Toronto Masque Theatre: If you’re looking for a good show to see this month, you need not make any decisions based on trust, either of the abilities of the musicians on stage or of the conjecture of any music critics, look no further than Toronto Masque Theatre’s performance of Purcell’s The Fairy Queen, which will be given at the company’s new digs at the Arts and Letters Club of Toronto, May 27 to 29 at 8pm. TMT was conceived with the idea of doing English 17th-entury repertoire, for which Purcell fits the bill perfectly, and the work will be staged and danced to by the redoubtable Marie-Nathalie Lacoursière, who has chosen to spice things up by setting the story contemporaneously. This is the kind of show that TMT was created to do, with singers, dancers and musicians who will do it very well. If you feel like something operatic, this concert is a sure win.
Monteverdi: If you’re not in the mood for English opera, consider attending a performance of one the masterworks of one of the greatest composers of the 17th century, performed by the ensemble in the city that’s most qualified to do it. I’m speaking of course about Toronto Consort’s final concert of the season, a complete performance of Claudio Monteverdi’s Vespro della beata Vergine, which they’ll be doing at Trinity-St. Paul’s Centre, May 6 to 8. I can’t tell you the number of times that other groups’ recordings and performances of this particular work have left me disappointed in the past, particularly with the oft-repeated decision to perform the Vespers a cappella, and I’m happy to say that the Consort will not be duplicating this particular faux pas. They’ll be bolstered by a Montreal-based consort of sackbuts, La Rose des Vents, and that implies that some continuo will also be on hand – entirely necessary for a major work that was performed in a positively palatial church in one of the richest cities of the Renaissance. English tenor Charles Daniels will also lead the group, so you can bet the Consort is going to end this season on a high note.
Tafel’s Two-City Tale: Of course, all these picks lead up to the Toronto early music scene’s safest bet this month. Tafelmusik will be performing another program designed by Alison Mackay, this one based around the coffee-house scene of the early 18th century. “Tales of Two Cities: The Leipzig-Damascus Coffee-House” brings Canada’s number-one baroque orchestra together with oud player Demetri Petsalakis, percussionist Naghmeh Farahmand and singer Maryem Tollar in a concert of Arabic music along with the music – if the Leipzig connection is any indication – of J.S. Bach. It seems like there’s something in this concert for everyone. Not interested in hearing just another Tafelmusik Bach concert? The Arabic angle adds an interesting perspective. Not particularly keen on world music? Tafelmusik does a good enough job of Bach. You can catch this cultural cross-pollination at Koerner Hall, May 19 to 22, and George Weston Recital Hall, May 24.

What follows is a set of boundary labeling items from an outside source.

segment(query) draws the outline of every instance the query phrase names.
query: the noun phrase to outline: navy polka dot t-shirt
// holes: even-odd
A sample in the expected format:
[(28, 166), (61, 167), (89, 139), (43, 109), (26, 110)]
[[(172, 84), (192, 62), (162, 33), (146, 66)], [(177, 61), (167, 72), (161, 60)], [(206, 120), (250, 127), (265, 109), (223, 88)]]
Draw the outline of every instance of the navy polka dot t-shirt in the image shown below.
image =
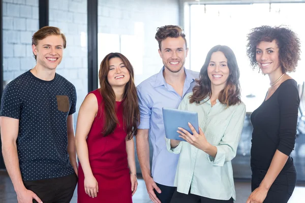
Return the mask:
[(74, 172), (67, 151), (67, 119), (75, 112), (76, 105), (75, 87), (57, 74), (46, 81), (28, 71), (8, 84), (0, 116), (19, 120), (16, 143), (23, 181)]

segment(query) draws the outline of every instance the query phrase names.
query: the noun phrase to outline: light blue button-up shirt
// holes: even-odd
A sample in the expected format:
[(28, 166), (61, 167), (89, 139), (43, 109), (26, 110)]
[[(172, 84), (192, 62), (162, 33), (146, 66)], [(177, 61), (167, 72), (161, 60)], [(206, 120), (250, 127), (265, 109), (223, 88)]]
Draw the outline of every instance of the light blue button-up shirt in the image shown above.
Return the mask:
[(186, 78), (181, 97), (165, 81), (164, 69), (164, 67), (137, 87), (140, 112), (138, 128), (149, 129), (154, 148), (151, 168), (154, 180), (161, 185), (173, 186), (179, 156), (166, 149), (162, 108), (176, 109), (184, 95), (192, 91), (199, 73), (184, 69)]
[[(246, 106), (243, 103), (227, 108), (218, 99), (212, 107), (209, 97), (199, 105), (190, 104), (187, 94), (179, 109), (196, 112), (198, 124), (206, 140), (217, 148), (214, 158), (186, 142), (171, 148), (170, 140), (165, 138), (169, 151), (180, 153), (175, 180), (177, 191), (215, 199), (236, 199), (231, 160), (235, 156), (243, 126)], [(204, 101), (206, 101), (205, 103)]]

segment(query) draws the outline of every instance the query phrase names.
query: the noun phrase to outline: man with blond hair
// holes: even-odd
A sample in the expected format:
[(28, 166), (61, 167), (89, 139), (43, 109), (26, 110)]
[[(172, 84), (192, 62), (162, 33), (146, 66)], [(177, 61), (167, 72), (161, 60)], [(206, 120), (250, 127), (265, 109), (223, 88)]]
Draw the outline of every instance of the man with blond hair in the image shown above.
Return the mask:
[(32, 38), (36, 65), (4, 90), (2, 152), (19, 203), (70, 202), (77, 183), (74, 86), (55, 73), (66, 40), (47, 26)]

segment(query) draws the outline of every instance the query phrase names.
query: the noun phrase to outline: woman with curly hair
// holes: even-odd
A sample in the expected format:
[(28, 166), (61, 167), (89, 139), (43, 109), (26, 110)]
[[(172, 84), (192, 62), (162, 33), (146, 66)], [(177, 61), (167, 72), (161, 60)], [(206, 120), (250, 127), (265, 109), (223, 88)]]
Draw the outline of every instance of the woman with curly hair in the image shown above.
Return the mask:
[(295, 71), (300, 42), (284, 26), (262, 26), (248, 36), (247, 55), (253, 68), (268, 75), (264, 100), (251, 114), (252, 190), (247, 203), (287, 202), (295, 186), (296, 172), (290, 156), (294, 147), (300, 102)]
[(235, 156), (246, 115), (240, 100), (239, 70), (233, 51), (217, 45), (208, 52), (199, 80), (178, 109), (196, 112), (199, 133), (177, 129), (187, 142), (167, 139), (169, 151), (180, 154), (171, 203), (233, 203), (231, 161)]

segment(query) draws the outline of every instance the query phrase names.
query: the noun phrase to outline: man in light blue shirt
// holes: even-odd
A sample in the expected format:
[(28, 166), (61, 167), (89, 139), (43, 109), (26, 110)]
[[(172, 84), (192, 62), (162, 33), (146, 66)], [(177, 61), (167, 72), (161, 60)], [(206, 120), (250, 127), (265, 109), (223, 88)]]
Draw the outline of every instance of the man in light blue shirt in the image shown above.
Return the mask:
[[(181, 28), (159, 27), (156, 39), (164, 66), (137, 87), (141, 114), (137, 151), (149, 197), (155, 203), (169, 203), (176, 189), (174, 181), (179, 156), (167, 150), (162, 108), (177, 108), (184, 95), (192, 91), (199, 73), (184, 67), (189, 49)], [(151, 172), (148, 134), (154, 148)]]

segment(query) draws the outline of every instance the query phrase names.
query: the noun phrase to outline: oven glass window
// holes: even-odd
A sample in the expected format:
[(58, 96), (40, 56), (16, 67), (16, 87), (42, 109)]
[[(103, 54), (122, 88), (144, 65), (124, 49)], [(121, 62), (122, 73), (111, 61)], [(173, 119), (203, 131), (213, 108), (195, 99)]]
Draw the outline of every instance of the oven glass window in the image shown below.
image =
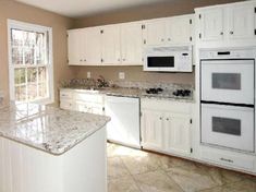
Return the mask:
[(174, 57), (148, 57), (149, 68), (174, 68)]
[(240, 73), (212, 73), (212, 88), (241, 89)]
[(212, 117), (212, 131), (241, 136), (241, 120)]

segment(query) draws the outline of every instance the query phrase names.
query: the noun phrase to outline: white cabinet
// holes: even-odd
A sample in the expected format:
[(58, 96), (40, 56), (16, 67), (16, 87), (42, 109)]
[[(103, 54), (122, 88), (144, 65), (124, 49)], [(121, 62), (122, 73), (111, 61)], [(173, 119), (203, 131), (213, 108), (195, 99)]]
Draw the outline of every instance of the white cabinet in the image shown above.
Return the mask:
[(100, 32), (102, 64), (119, 64), (121, 62), (120, 25), (105, 26)]
[(143, 64), (142, 23), (121, 24), (121, 60), (122, 65)]
[(99, 27), (84, 28), (84, 65), (99, 65), (101, 63), (101, 34)]
[(142, 110), (142, 146), (145, 148), (163, 148), (162, 113), (155, 110)]
[(194, 39), (194, 15), (172, 16), (146, 21), (144, 45), (187, 45)]
[(199, 47), (253, 46), (256, 1), (195, 9)]
[(143, 28), (144, 45), (156, 46), (166, 43), (166, 20), (147, 21)]
[(167, 41), (169, 44), (190, 44), (194, 39), (194, 16), (173, 16), (167, 20)]
[(142, 99), (142, 146), (172, 155), (191, 155), (190, 103)]
[[(256, 5), (256, 3), (255, 3)], [(234, 4), (227, 10), (229, 15), (230, 39), (255, 38), (255, 7)]]
[(168, 113), (164, 119), (166, 149), (169, 153), (191, 153), (191, 116)]
[(203, 11), (198, 15), (200, 33), (199, 38), (203, 41), (223, 39), (223, 9), (216, 8)]
[(69, 52), (69, 64), (78, 65), (81, 61), (82, 50), (82, 33), (81, 29), (68, 31), (68, 52)]

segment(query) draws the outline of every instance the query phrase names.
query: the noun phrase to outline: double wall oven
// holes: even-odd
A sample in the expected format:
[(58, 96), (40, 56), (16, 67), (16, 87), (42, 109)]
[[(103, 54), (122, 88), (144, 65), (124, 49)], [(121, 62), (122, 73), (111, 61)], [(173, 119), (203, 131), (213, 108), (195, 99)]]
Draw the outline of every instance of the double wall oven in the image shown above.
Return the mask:
[(203, 144), (255, 152), (256, 50), (200, 51)]

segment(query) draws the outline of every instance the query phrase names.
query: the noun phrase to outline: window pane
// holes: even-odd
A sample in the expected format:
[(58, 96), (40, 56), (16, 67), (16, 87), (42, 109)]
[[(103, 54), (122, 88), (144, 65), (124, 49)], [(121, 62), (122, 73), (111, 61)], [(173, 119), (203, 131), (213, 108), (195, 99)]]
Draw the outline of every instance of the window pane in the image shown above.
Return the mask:
[(36, 82), (37, 82), (37, 68), (28, 68), (27, 83), (36, 83)]
[(12, 37), (12, 46), (13, 47), (23, 46), (23, 31), (13, 28), (11, 31), (11, 37)]
[(47, 84), (46, 83), (38, 84), (38, 97), (41, 97), (41, 98), (47, 97)]
[(38, 68), (38, 82), (47, 82), (46, 67)]
[(24, 68), (14, 70), (14, 82), (15, 85), (26, 83), (26, 71)]
[(26, 86), (15, 86), (15, 100), (25, 101), (26, 100)]
[(27, 100), (35, 100), (37, 98), (37, 84), (28, 83), (27, 84)]
[(23, 64), (22, 48), (20, 48), (20, 47), (12, 48), (12, 63), (13, 64)]
[(46, 61), (46, 45), (45, 45), (45, 34), (36, 34), (36, 63), (37, 64), (47, 64)]

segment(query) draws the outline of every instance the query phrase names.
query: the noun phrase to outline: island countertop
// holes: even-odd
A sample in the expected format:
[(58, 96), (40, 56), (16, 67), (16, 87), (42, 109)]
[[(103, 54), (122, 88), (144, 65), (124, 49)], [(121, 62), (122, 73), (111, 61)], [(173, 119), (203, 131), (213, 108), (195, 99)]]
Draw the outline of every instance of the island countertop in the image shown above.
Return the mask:
[(0, 107), (0, 136), (61, 155), (103, 128), (109, 117), (36, 104)]

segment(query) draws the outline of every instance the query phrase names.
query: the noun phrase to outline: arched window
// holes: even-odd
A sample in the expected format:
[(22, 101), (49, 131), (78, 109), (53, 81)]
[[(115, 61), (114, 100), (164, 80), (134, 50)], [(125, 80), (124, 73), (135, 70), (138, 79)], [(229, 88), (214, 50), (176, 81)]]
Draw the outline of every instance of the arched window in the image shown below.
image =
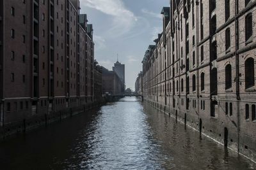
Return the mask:
[(196, 90), (196, 76), (194, 74), (192, 77), (192, 89), (193, 91)]
[(249, 116), (249, 104), (245, 104), (245, 119), (248, 119)]
[(204, 45), (201, 46), (201, 62), (204, 60)]
[(248, 4), (250, 3), (251, 0), (245, 0), (244, 3), (245, 3), (245, 7), (246, 7), (246, 6), (248, 5)]
[(255, 105), (253, 104), (252, 106), (252, 120), (256, 120), (256, 110), (255, 110)]
[(183, 82), (183, 78), (181, 79), (181, 92), (184, 92), (184, 82)]
[(230, 16), (230, 0), (225, 1), (225, 18), (226, 21), (229, 18)]
[(230, 47), (230, 28), (227, 28), (226, 29), (225, 39), (226, 39), (226, 51), (227, 51)]
[(229, 64), (225, 67), (225, 89), (227, 90), (232, 87), (231, 65)]
[(201, 73), (201, 91), (204, 90), (204, 73)]
[(245, 41), (247, 41), (252, 36), (252, 13), (245, 17)]
[(249, 58), (244, 63), (245, 89), (254, 86), (254, 59)]

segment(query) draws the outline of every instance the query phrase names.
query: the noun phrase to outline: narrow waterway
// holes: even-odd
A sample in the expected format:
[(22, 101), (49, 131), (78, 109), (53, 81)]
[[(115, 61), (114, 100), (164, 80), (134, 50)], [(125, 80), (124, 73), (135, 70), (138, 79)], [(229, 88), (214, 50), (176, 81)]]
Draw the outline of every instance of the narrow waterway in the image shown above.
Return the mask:
[(125, 97), (0, 143), (0, 169), (253, 169), (140, 99)]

Windermere Fan: And finally, there’s a lesser-known group in town that deserves to be gambled on. The Windermere String Quartet is a string ensemble that features some interesting repertoire and is capable of a very spirited performance indeed. Their next show, on Sunday, May 15, will feature a couple of standards of the string quartet repertoire, namely a Haydn quartet and Schubert’s Death and the Maiden. But the WSQ has also found a hitherto-unknown composer, the early 19th-century Spaniard, Juan Chrisóstomo Arriaga, who died at the tender age of 20. The WSQ has a following already, puts on a fun show, and is willing to explore the entire length and breadth of the quartet repertoire. They’re worth a shot.